Washington:
The White House Coronavirus Task Force has warned that much of the country is grappling with a “relentless” increase in COVID-19 cases, calling for tough countermeasures, while at least nine States on Thursday reported a record daily increase in new infections.
The worst-hit regions of the West and Midwest encompass a number of battlefield states expected to play a central role in Tuesday’s US presidential race between incumbent Republican Donald Trump and his Democratic challenger , Joe Biden.
“We are on a very difficult trajectory. We are going in the wrong direction,” said Dr Anthony Fauci, senior member of the task force and director of the National Institute of Allergy and Infectious Diseases.
Fauci, the nation’s top infectious disease expert, said coronavirus cases were on the rise in 47 states and patients were overwhelming hospitals across the country.
“If things don’t change, if they continue on the path that we are following, there will be a lot of pain in this country when it comes to the additional cases, hospitalizations and deaths,” Fauci said in an interview with CNBC Wednesday night. .
The White House Coronavirus Task Force has warned states in the central and western parts of the country that aggressive measures will be needed to curb the spread of the virus, according to weekly state reports seen by CNN.
“We continue to see a large, relentless community spreading throughout the Midwest, Upper Midwest and West.
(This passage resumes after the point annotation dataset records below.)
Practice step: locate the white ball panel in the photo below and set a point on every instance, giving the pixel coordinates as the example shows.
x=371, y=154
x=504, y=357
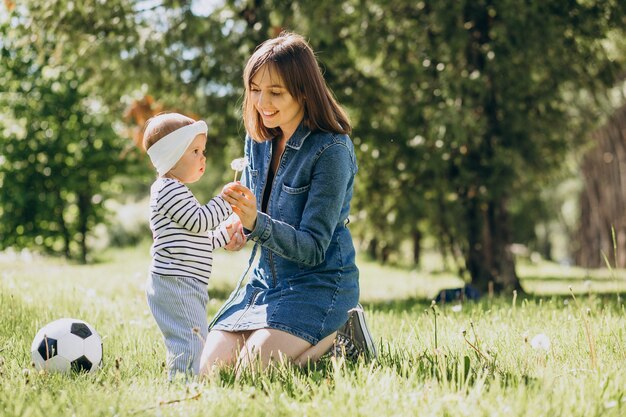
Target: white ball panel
x=70, y=346
x=57, y=363
x=93, y=349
This will require aggressive mitigation measures to control both silent and asymptomatic spread and symptomatic spread,” said a state report.
The worrying assessment was echoed Thursday by Dr Ashish Jha, Dean of Public Health at Brown University, who told Reuters: “Things are very, very bad in the United States right now.”
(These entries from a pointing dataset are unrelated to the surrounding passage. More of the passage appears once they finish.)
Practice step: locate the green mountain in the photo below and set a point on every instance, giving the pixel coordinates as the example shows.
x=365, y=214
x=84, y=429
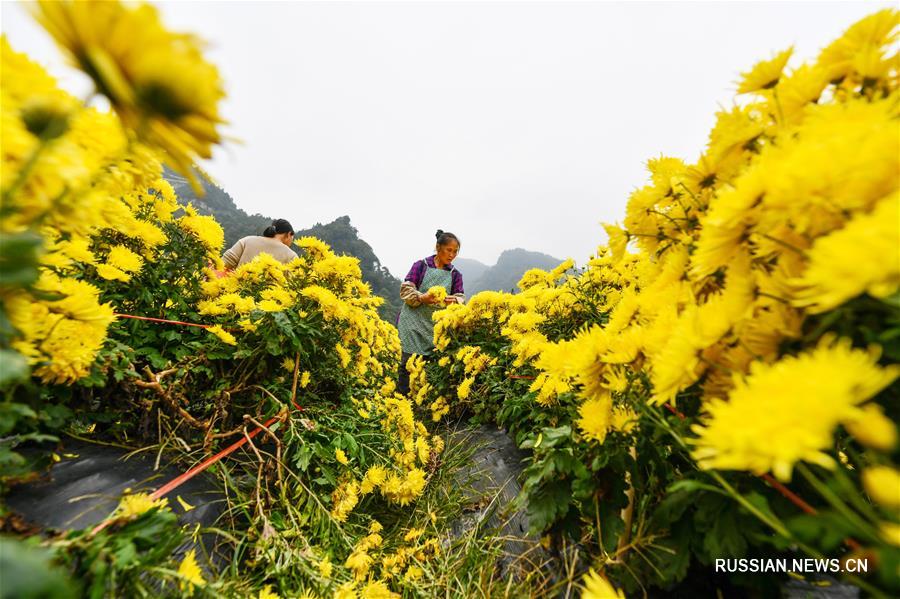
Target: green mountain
x=344, y=239
x=471, y=269
x=340, y=235
x=510, y=267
“We have some of the biggest rashes we’ve had in the entire pandemic,” he said, adding that the first waves of infections last spring were more localized. “And nine, ten months after the start of this pandemic, we are still not quite prepared.”
At least nine states – Indiana, Ohio, Maine, Minnesota, Illinois, North Dakota, North Carolina, Michigan and Oregon – reported a record increase in COVID-19 cases on Thursday, according to a Reuters tally.
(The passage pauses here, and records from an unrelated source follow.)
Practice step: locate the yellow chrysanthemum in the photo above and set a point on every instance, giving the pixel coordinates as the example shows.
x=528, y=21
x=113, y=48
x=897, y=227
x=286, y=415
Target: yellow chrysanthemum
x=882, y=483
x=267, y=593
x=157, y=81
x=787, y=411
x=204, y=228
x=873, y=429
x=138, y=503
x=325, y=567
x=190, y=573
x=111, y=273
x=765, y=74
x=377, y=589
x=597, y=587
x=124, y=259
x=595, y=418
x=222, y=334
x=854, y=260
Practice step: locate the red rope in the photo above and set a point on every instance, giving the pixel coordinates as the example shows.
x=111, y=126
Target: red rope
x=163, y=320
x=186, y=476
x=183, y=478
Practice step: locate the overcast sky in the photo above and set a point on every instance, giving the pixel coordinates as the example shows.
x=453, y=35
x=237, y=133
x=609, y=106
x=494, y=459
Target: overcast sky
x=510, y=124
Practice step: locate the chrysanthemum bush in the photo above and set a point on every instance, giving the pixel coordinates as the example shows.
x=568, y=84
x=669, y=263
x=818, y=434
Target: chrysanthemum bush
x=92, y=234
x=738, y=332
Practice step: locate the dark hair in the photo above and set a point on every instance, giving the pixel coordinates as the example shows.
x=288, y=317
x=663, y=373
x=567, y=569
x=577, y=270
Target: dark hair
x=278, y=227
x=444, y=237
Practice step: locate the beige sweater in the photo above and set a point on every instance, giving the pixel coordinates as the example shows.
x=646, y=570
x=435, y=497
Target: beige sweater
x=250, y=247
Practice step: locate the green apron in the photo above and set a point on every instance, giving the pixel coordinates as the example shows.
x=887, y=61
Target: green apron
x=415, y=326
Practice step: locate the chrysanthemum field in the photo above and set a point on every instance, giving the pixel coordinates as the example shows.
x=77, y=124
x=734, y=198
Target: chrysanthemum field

Indiana has also reported a record number of hospitalizations, which are skyrocketing across the country, a measure independent of the amount of tests performed.
As of Thursday, there were 45,457 COVID-19 patients in U.S. hospitals, the highest number since August 14. Nearly 228,000 people have died from the respiratory virus in the United States since the start of the epidemic – the highest national toll in the world – and 8.6 million American infections have been documented to date.
‘RAGING’ VIRUS
Ohio Governor Mike DeWine announced the creation of “COVID Defense Teams” of community leaders to focus on measures to slow the spread.
“The virus is raging across the state, and there is no place to hide,” DeWine said at a press conference as he urged residents to become more diligent in wearing masks, social distancing and hand washing.
Health experts believe virus is on the rise due to increased private social gatherings, colder temperatures pushing people indoors, and Americans letting their guard down due to fatigue with COVID restrictions- 19.
Russell Vinik, chief medical officer for the University of Utah Health Plans, said the virus was spreading in his state mainly through small social gatherings.
As cases skyrocket in Utah, Vinik said there is an urgent need for specialist medical professionals to manage the outbreak.
“We have the right PPE (personal protective equipment), our big problem is humans, the people you need,” he said in an interview. “These are not hospital beds. They are trained and specialized providers to care for these patients.”
As the pandemic threatens to spread into winter, with a vaccine in a few more months, Vinik said hospitals are likely to become more strained.
Fauci said the first doses of a coronavirus vaccine could become available to some high-risk Americans in late December or early January, if all goes well.
Brown’s dean of public health said doctors have improved in treating COVID-19, which he says helps explain why death rates have improved somewhat, “but we’re still starting to see many hospitals start to fill up. “
Trump on the election campaign has repeatedly played down the virus, claiming for weeks the country is “getting round the corner” even as new cases and hospitalizations skyrocket.
At a rally in Arizona on Thursday, the president again opposed stronger measures against the resurgence of the virus.
Biden and his Democratic colleagues in Congress have excoriated Trump for his handling of the health crisis.
(Except for the title, this story was not edited by GalacticGaming staff and is posted from a syndicated feed.)